That seemed to be Hannity’s (specious) reasoning. Here we encounter the phenomenon of demonizing one’s opponents, a phenomenon found on both the Right and the Left. Although Fidel is an evil dictator, it does not follow that he has no good attributes. The same goes for Adolf Hitler, who practically everyone cites as the personification of evil. But it is obvious to any clear-thinking person free of political correctness that Hitler had many excellent attributes. He was disciplined, idealistic, courageous, resolute, a great orator, etc. No doubt Hitler had the wrong ideals, but having the wrong ideals is not the same as lacking ideals. No doubt Lenin used his courage for the wrong ends, but using one’s courage for the wrong ends is not the same as lacking courage. It took courage to break all those eggs especially when there was no guarantee of an omelet. A bad man can have (some) good attributes, just as a good man can have (some) bad attributes.
Democrat party operatives thought they could smear Arnold Schwarzenegger by claiming that he had once praised Hitler. Suppose he had. That by itself does nothing to cast aspersions on Schwarzenegger. Qua instance of courage, discipline, etc., Hitler is surely praiseworthy. That is not to say that Hitler was a good man. To repeat, a bad man can instantiate (some) good attributes.

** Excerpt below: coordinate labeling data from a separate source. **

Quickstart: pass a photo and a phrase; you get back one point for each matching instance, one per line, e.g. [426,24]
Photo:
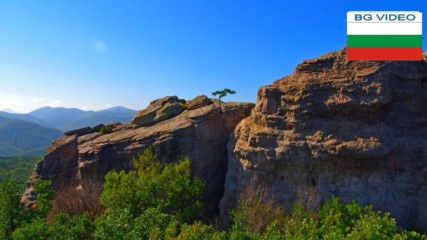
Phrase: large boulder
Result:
[159,110]
[77,164]
[350,129]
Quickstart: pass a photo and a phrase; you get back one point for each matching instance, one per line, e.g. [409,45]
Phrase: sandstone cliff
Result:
[351,129]
[174,128]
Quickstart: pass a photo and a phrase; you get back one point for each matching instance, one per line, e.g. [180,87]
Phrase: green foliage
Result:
[255,210]
[106,130]
[10,211]
[45,194]
[37,229]
[162,201]
[222,93]
[149,200]
[69,228]
[195,231]
[18,168]
[152,184]
[183,105]
[335,220]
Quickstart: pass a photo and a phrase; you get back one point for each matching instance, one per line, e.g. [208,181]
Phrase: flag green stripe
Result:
[384,41]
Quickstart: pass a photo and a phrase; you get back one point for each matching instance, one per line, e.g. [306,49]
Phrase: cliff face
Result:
[78,162]
[351,129]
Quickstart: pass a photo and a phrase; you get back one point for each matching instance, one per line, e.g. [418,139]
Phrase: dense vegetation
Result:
[163,201]
[17,168]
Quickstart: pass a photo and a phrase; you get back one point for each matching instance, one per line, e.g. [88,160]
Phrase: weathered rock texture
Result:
[77,163]
[351,129]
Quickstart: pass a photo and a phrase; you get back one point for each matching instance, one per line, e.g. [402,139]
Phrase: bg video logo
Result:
[384,35]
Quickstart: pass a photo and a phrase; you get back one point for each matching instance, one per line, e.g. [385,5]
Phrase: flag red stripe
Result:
[408,54]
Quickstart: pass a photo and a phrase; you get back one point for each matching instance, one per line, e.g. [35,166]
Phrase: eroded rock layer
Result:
[77,163]
[351,129]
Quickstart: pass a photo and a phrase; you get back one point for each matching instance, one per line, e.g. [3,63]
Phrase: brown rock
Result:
[77,164]
[351,129]
[158,110]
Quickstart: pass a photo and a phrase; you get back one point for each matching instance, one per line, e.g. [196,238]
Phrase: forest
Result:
[164,201]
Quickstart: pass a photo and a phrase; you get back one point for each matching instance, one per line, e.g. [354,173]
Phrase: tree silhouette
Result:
[223,93]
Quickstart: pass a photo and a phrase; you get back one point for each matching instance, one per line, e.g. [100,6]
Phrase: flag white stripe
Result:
[384,28]
[409,16]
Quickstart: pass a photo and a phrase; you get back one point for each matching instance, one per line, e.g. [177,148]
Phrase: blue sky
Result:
[97,54]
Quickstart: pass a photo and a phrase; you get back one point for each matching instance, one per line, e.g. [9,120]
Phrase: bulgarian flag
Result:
[384,35]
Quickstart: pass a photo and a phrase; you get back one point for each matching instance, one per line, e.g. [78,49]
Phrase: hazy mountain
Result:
[24,117]
[71,118]
[19,137]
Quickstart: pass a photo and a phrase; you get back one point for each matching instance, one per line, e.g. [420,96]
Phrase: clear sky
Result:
[95,54]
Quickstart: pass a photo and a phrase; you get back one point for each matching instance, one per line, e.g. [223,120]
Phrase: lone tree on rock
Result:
[223,93]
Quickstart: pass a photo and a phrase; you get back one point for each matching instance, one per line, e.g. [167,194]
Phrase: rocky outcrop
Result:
[77,163]
[351,129]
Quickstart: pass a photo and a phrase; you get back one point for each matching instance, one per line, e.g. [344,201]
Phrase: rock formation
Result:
[351,129]
[174,128]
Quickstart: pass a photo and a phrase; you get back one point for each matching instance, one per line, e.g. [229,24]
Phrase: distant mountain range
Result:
[20,138]
[31,133]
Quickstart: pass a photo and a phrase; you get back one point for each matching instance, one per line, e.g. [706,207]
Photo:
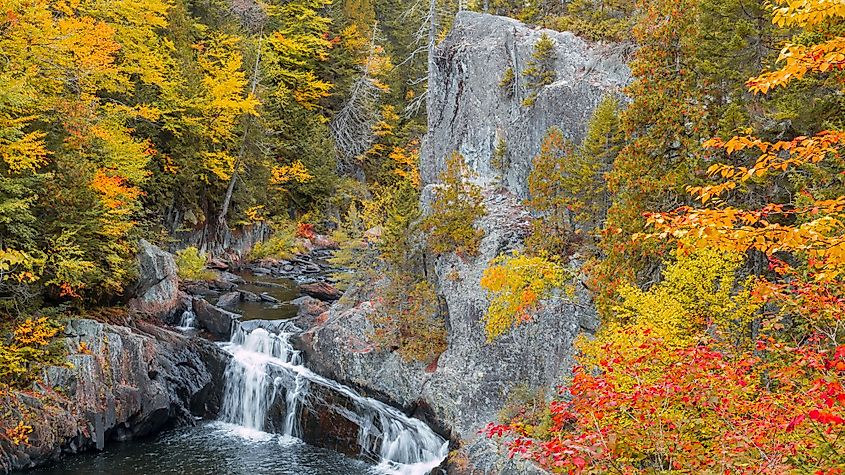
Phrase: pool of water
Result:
[211,449]
[283,290]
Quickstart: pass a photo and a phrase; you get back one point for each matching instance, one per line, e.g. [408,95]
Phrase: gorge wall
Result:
[472,380]
[471,111]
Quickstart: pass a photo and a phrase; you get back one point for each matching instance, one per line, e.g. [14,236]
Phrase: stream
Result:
[271,402]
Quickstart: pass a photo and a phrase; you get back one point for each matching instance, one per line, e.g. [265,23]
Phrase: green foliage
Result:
[456,207]
[584,191]
[547,194]
[517,284]
[190,264]
[596,20]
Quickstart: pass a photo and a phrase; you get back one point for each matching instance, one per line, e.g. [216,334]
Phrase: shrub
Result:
[540,71]
[516,284]
[409,321]
[29,351]
[456,207]
[190,264]
[281,245]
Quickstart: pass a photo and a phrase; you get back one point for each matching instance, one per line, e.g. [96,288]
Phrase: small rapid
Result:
[265,366]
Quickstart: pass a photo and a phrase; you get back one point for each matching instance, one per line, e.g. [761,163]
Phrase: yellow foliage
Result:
[516,284]
[296,172]
[190,264]
[19,435]
[17,265]
[806,12]
[36,332]
[30,349]
[700,294]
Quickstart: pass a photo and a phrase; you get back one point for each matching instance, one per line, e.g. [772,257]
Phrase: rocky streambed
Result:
[219,351]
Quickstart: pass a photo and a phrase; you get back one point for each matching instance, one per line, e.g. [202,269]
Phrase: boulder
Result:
[265,297]
[157,292]
[310,310]
[250,296]
[320,290]
[230,278]
[230,300]
[217,264]
[214,319]
[127,383]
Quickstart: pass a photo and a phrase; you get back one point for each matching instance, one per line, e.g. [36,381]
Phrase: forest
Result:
[701,208]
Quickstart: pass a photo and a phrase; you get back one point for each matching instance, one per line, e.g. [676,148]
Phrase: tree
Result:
[708,371]
[541,67]
[457,206]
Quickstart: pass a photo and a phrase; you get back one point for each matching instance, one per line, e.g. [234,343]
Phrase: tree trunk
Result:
[221,226]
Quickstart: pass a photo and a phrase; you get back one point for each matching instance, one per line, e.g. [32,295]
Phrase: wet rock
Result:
[130,383]
[261,270]
[199,288]
[157,290]
[229,300]
[250,296]
[309,311]
[214,319]
[320,290]
[228,277]
[217,264]
[323,242]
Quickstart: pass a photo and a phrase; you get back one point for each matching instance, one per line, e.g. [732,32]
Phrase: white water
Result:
[187,321]
[402,445]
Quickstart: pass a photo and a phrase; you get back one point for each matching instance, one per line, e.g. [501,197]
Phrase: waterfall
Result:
[187,321]
[265,365]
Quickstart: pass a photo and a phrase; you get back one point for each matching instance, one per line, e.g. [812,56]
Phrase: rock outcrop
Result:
[214,319]
[471,112]
[121,383]
[157,291]
[471,381]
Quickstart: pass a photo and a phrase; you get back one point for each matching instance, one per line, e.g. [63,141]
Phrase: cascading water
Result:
[402,445]
[187,321]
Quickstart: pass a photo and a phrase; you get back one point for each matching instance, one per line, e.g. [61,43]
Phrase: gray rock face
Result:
[157,292]
[471,111]
[126,383]
[231,299]
[472,379]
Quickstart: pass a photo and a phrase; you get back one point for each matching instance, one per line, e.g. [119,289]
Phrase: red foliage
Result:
[305,230]
[777,409]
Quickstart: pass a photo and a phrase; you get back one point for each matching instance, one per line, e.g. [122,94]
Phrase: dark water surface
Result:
[211,449]
[284,290]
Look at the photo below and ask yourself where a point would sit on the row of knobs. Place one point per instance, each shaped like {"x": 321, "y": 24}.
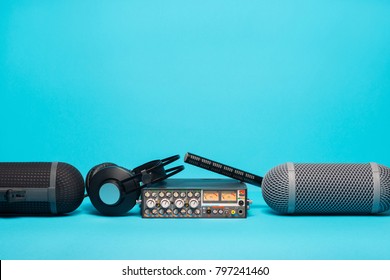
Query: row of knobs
{"x": 175, "y": 194}
{"x": 174, "y": 211}
{"x": 165, "y": 203}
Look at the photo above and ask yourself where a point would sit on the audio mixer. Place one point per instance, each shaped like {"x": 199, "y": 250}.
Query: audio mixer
{"x": 195, "y": 198}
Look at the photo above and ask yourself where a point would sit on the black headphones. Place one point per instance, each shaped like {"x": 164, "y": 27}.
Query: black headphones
{"x": 114, "y": 190}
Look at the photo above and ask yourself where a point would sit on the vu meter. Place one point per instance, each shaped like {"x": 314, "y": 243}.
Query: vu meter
{"x": 195, "y": 198}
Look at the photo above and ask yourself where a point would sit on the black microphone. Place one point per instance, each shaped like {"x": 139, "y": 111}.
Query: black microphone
{"x": 40, "y": 188}
{"x": 223, "y": 169}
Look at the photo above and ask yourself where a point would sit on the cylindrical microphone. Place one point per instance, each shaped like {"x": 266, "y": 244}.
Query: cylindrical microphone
{"x": 294, "y": 188}
{"x": 223, "y": 169}
{"x": 40, "y": 188}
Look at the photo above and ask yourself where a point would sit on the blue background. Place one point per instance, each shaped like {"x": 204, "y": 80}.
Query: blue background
{"x": 252, "y": 84}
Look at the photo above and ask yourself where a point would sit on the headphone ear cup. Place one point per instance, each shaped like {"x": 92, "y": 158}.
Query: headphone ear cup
{"x": 96, "y": 169}
{"x": 113, "y": 176}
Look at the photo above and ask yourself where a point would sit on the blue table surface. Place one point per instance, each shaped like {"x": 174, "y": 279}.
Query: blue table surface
{"x": 263, "y": 235}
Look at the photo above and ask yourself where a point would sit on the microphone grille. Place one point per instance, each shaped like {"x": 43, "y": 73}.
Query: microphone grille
{"x": 275, "y": 188}
{"x": 334, "y": 188}
{"x": 327, "y": 188}
{"x": 69, "y": 188}
{"x": 385, "y": 188}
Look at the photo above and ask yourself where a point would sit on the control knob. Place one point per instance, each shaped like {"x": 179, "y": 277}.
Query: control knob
{"x": 194, "y": 203}
{"x": 165, "y": 203}
{"x": 150, "y": 203}
{"x": 179, "y": 203}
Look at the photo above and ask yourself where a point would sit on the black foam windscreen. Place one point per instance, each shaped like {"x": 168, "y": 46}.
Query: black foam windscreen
{"x": 40, "y": 188}
{"x": 298, "y": 188}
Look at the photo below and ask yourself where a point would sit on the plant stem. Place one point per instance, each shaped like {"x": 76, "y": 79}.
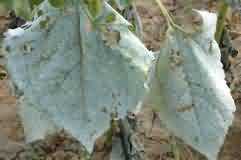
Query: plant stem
{"x": 222, "y": 13}
{"x": 170, "y": 22}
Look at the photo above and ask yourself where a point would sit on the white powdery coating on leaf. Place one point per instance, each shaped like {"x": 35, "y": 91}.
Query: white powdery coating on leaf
{"x": 45, "y": 64}
{"x": 189, "y": 89}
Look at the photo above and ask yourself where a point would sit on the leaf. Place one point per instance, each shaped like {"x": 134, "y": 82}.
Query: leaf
{"x": 57, "y": 3}
{"x": 35, "y": 2}
{"x": 70, "y": 77}
{"x": 187, "y": 86}
{"x": 94, "y": 7}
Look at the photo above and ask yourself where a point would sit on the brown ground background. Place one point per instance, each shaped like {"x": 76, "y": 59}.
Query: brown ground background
{"x": 157, "y": 147}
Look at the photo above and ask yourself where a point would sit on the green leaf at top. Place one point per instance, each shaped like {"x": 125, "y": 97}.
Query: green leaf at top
{"x": 57, "y": 3}
{"x": 35, "y": 2}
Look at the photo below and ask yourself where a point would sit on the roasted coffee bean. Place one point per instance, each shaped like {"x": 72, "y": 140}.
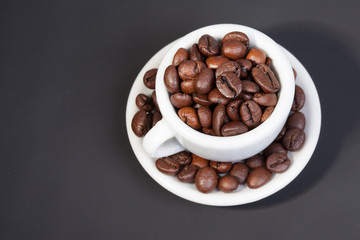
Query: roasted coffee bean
{"x": 250, "y": 113}
{"x": 233, "y": 128}
{"x": 218, "y": 120}
{"x": 208, "y": 45}
{"x": 189, "y": 116}
{"x": 294, "y": 139}
{"x": 141, "y": 123}
{"x": 201, "y": 99}
{"x": 250, "y": 86}
{"x": 240, "y": 171}
{"x": 258, "y": 177}
{"x": 216, "y": 97}
{"x": 255, "y": 161}
{"x": 206, "y": 179}
{"x": 265, "y": 99}
{"x": 265, "y": 78}
{"x": 220, "y": 167}
{"x": 189, "y": 69}
{"x": 187, "y": 174}
{"x": 167, "y": 166}
{"x": 228, "y": 184}
{"x": 229, "y": 84}
{"x": 234, "y": 50}
{"x": 274, "y": 147}
{"x": 237, "y": 36}
{"x": 181, "y": 55}
{"x": 232, "y": 109}
{"x": 257, "y": 56}
{"x": 156, "y": 116}
{"x": 277, "y": 162}
{"x": 230, "y": 66}
{"x": 183, "y": 158}
{"x": 171, "y": 79}
{"x": 144, "y": 102}
{"x": 199, "y": 161}
{"x": 214, "y": 62}
{"x": 299, "y": 99}
{"x": 205, "y": 116}
{"x": 154, "y": 99}
{"x": 180, "y": 100}
{"x": 149, "y": 78}
{"x": 266, "y": 114}
{"x": 195, "y": 53}
{"x": 188, "y": 86}
{"x": 296, "y": 120}
{"x": 205, "y": 81}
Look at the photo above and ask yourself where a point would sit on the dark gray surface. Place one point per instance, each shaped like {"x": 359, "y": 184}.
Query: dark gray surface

But people are so blinded by political correctness, so befuddled by uncritically imbibed speech codes, that they cannot wrap their minds around such simple points as I am making. People say that liberals don’t think, they emote. I would add that when liberals do try to think, they rarely do more than associate. “Hitler bad man! Schwarzenegger mention Hitler! Schwarzenegger bad man!” Another tactic used against Schwarzenegger was to claim that his father had been a Nazi. Suppose he had been. What does that have to do with our man? Do these lefties in their imbecilic group-think mean to suggest that the guilt of the father is inherited by the son?
Bill O’Reilly of The O’Reilly Factor once got into a silly argument with Bill Maher. Maher had praised the 9/11/01 hijackers for their courage, which elicited howls of protest from O’Reilly, who called them cowards. Now surely my man O’Reilly, right as he is about so much, is in the wrong here. Muhammad Atta and the boys displayed great courage in the successful execution of their nihilistic acts. No doubt the acts in question were unspeakably evil; but courage and cowardice are (dispositional) properties of agents, not of their acts.
A courageous person is one who is typically able to master his fear and perform the difficult act that he envisages. It doesn’t matter whether the act is morally good or evil. So although courage is a virtue, hence something good, it does not follow that every act of a courageous person will be morally good. Equivalently, the performance of an evil act does not show that its agent is a coward. A cowardly person is one who is typically unable to master his fear, and is instead mastered by it, with the result that he cannot perform the act he envisages. It is clear that Atta and his crew were the exact opposite of cowards.
At the root of O’Reilly’s confusion was his demonization of the opponent. He could not allow that Atta and his gang had any virtues, so he could not allow that they were courageous, courage being a good thing.